Ein fester Job gleich nach der Abschlussprüfung? Davon können Akademiker*innen nur träumen.

Also ja: Wenn die wirtschaftlichen Entwicklungen auf dem Arbeitsmarkt voraussehbar gewesen wären, hätten sich bestimmt viele Hochschulabsolvent*innen gegen ein Studium und für eine Ausbildung entschieden. Aber auch nicht jeder Ausbildungsberuf ist automatisch vor der Wirtschaftskrise sicher. In der IT gehen ebenfalls die offenen Stellen zurück. Das betrifft sowohl Expert*innen mit Hochschulabschluss, als auch Fachkräfte, die zuvor eine Ausbildung gemacht haben. Wirkliche Sicherheit bietet das Handwerk wohl nur, wenn es darum geht, Wände zu streichen oder Kinder zu betreuen.

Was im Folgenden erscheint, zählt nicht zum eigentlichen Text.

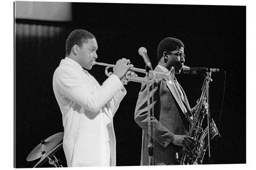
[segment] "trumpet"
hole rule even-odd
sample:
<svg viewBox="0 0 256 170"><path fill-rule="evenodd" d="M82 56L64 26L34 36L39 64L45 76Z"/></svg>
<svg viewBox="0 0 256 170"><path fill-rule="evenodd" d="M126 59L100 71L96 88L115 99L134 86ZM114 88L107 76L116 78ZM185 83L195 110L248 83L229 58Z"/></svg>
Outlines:
<svg viewBox="0 0 256 170"><path fill-rule="evenodd" d="M115 64L110 64L104 63L97 62L96 61L94 62L93 64L105 66L106 68L105 68L105 74L108 77L110 77L113 74L113 72L109 72L109 68L111 67L114 67L116 66ZM147 79L145 77L133 77L130 76L129 75L129 70L134 72L143 73L146 74L146 76L147 76L147 72L145 69L132 67L129 69L128 71L126 72L125 75L125 78L127 80L128 82L132 81L134 82L143 83L145 83L147 81ZM174 75L173 75L173 74L172 75L170 74L170 71L168 72L160 72L150 70L148 71L148 80L151 81L156 79L164 79L166 81L169 81L169 82L171 83L172 82L172 80L173 80L174 79Z"/></svg>

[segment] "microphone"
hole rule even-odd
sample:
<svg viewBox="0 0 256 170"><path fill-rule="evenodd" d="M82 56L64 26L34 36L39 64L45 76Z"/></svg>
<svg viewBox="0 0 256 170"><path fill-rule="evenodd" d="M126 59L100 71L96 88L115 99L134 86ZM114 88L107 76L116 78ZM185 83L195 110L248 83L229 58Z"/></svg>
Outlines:
<svg viewBox="0 0 256 170"><path fill-rule="evenodd" d="M220 71L220 68L210 68L206 67L189 67L185 65L183 65L183 72L185 74L195 75L200 73L204 73L208 71Z"/></svg>
<svg viewBox="0 0 256 170"><path fill-rule="evenodd" d="M145 62L145 63L146 63L146 65L152 70L152 64L151 64L150 58L148 58L148 56L147 56L146 49L145 47L141 47L139 48L138 52L139 54L142 56L144 59L144 61Z"/></svg>

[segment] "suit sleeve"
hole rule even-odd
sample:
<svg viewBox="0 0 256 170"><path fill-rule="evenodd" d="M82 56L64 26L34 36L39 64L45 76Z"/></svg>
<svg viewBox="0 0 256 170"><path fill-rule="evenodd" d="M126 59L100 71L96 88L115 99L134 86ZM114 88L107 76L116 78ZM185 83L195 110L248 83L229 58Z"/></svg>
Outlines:
<svg viewBox="0 0 256 170"><path fill-rule="evenodd" d="M94 112L98 111L123 88L118 78L113 75L101 86L92 90L90 81L73 68L57 70L53 80L54 88L63 97Z"/></svg>
<svg viewBox="0 0 256 170"><path fill-rule="evenodd" d="M160 84L161 81L159 80L157 80L157 82L154 83L150 83L150 110L152 112L154 107L154 113L156 113L157 110L156 104L159 102L160 98L159 94ZM146 91L146 85L142 84L135 108L134 119L136 123L147 133L148 109L147 105ZM153 100L152 100L152 96L153 96ZM175 134L162 125L156 117L153 117L153 120L154 125L155 140L163 147L166 147L173 139Z"/></svg>

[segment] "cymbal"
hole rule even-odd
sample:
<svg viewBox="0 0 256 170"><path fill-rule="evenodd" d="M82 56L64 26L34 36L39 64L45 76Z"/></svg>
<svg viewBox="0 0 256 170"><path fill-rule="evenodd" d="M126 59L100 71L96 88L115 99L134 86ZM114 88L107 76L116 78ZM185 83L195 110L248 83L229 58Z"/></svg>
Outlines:
<svg viewBox="0 0 256 170"><path fill-rule="evenodd" d="M42 156L41 157L41 159L40 159L40 160L37 162L35 166L34 167L40 167L44 163L45 163L46 161L49 159L48 159L48 157L51 157L57 151L58 151L60 148L61 147L62 145L62 143L61 143L60 144L58 144L57 147L53 149L52 150L46 153Z"/></svg>
<svg viewBox="0 0 256 170"><path fill-rule="evenodd" d="M54 134L37 145L27 157L27 161L32 161L41 157L46 153L49 152L62 139L64 132L59 132Z"/></svg>

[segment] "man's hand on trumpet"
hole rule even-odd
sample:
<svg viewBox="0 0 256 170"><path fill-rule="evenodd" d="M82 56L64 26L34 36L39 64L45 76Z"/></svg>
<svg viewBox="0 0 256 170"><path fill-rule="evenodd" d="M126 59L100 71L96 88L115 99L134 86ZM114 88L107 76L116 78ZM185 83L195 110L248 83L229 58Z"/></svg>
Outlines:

Auch, wenn eine Festanstellung nett wäre, würde etwas Mitgefühl erstmal reichen

Die aktuelle wirtschaftliche Situation ist nicht mit der Zeit vergleichbar, in der die Boomer- und Millenial-Generation ihren ersten Arbeitsvertrag unterschrieben hat. Die Legende von der ausgedruckten Bewerbung unterm Arm, die mit einem feuchten Händedruck gleich an den Chef übergeben und durch den erlösenden Satz “Fang’ Montag an!” belohnt wurde, dröhnt vielen arbeitslosen Studienabsolvent*innen in den Ohren, während sie bei Indeed den Radius um ihre Heimatstadt erhöhen, um dann verzweifelt auf “aktualisieren” zu klicken.


Selten gibt es eine individuelle Lösung für ein strukturelles Problem. So wie es einer Verzweiflungstat gleicht, Firmen ohne offene Inserate eine KI-optimierte Initiativbewerbung zukommen zu lassen, wäre es unsinnig, Jahre voller Praktika und Credit Points hinter sich zu lassen, um am ersten August eine Ausbildung zur Elektriker*in anzufangen. Durch die Anerkennung der Elterngeneration wird das Problem nicht verschwinden. Aber zumindest würden sich die Kinder dann wieder trauen, es am Essenstisch anzusprechen.


Anika Bentley hat Kommunikations- und Medienwissenschaften in Bremen und Berlin studiert und schreibt aktuell bei einem Nachrichtenportal für junge Menschen über gesellschaftsnahe Diskurse, Gesundheits- und Verbraucherthemen sowie Trends aus dem Internet.